Thursday, March 24, 2011

Village of the Damned: RED RIDING HOOD

If I were to pick just one fairy tale ripe for reinvention in the Twilight mode, it would have to be Red Riding Hood. Werewolves carry with them the mythic trembling of the monstrous hidden within the confines of a normal human. Any story of a secret shape-shifter can easily be adapted into a enthralling metaphor for desire, which has definitely happened in the past with, say, Jacques Tourneur’s 1942 horror benchmark Cat People. But that’s certainly not the case with Catherine Hardwicke’s Red Riding Hood, which is interested in exactly none of its potentially potent subtext.

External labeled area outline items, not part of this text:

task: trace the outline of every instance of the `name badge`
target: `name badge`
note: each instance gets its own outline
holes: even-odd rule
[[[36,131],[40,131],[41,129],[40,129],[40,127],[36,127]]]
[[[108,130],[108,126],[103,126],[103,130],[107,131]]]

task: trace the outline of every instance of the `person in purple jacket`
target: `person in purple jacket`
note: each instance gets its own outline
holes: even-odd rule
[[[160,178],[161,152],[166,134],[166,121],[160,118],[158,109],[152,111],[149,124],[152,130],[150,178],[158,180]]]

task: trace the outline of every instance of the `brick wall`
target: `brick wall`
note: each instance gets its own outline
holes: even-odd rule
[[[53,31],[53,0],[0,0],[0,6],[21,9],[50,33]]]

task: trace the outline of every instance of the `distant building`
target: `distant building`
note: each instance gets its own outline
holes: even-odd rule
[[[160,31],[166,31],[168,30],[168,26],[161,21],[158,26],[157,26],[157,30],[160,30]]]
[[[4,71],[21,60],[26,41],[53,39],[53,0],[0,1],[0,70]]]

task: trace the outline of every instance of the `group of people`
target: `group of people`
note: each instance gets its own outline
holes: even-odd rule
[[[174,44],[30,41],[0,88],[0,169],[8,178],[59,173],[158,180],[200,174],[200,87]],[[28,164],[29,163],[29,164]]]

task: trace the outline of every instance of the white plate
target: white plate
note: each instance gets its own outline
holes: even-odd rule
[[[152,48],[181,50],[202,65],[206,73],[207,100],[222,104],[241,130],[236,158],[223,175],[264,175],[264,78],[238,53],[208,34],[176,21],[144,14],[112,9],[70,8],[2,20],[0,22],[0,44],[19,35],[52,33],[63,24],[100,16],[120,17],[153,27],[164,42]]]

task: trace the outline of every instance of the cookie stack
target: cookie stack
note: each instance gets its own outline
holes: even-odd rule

In fact this is a movie that is inexplicably unbearable and surprisingly claustrophobic, especially given how often the camera pulls back to find wide vistas. It’s set in an isolated, vaguely European medieval village that has been menaced by a werewolf for years, much to the dismay of its residents, who seem so much like modern actors stomping around as if they’ve just recently wandered in out of a nearby Renaissance Faire. The village itself appears to be a cheapo backlot set with a thin covering of fake snow. An early scene features the menfolk traipsing off into the forest to hunt the beast and so they go scuffing through the wintry landscape with not a single coat amongst them. There goes believability. As if to compensate for the set’s shortcomings, Mandy Walker’s cinematography is visually garish, nothing but soft focus and blurry colors. The better to confuse us with, my dear.

Little red riding hood herself is the gorgeously talented Amanda Seyfried (what big eyes she has) who is only given the chance to tremble a bit. She’s painfully adrift here in screenwriter David Johnson’s stagnant stew of a plot that simply marks time with an uninvolving love triangle between two dull, hot, carefully coiffed, young guys (Shiloh Fernandez and Max Irons). There’s also some sort of inelegantly explained background involving her family which mainly consists of giving truly great actresses Julie Christie and Virginia Madsen absolutely thankless roles.

And just when I had gotten used to the fact that the movie was going to completely waste the skills of three (count ‘em, three!) immensely talented ladies, in rides some small interest in the form of werewolf-hunter Gary Oldman with an entourage of Moorish bodyguards who are pulling a giant metal elephant. How could that go wrong? Let me count the ways. Here’s a movie that is so completely terrible in every way it can’t even make good old-fashioned scenery chewing from such an expert chewer as Gary Oldman even partially enjoyable for more than half a scene.

Of course, the idea of a movie aquiver with sexual tension and secret werewolf intrigue, all taking place within the confines of an uncomfortable small village should have potential to spare. I could see myself enjoying a campy supernatural horror siege Western acted out by a ridiculously capable cast. What I can’t figure out is why Hardwicke (who has yet to make a movie I like) so thoroughly and completely allows every last ounce of this potential to get away from her. Sure, the script is terrible, but her every directorial decision is so misguided and off-putting that I have a hard time believing that this movie was directed at all. It seems to have stumbled off of the backlot onto the screen. It gave me a headache just to keep up with all I that was hating.

For those who are still in a Red Riding Hood kind of mood, I highly recommend listening to this great 1966 song, “Li’l Red Riding Hood” by Sam the Sham and the Pharaohs, which is infinitely better than the movie in question.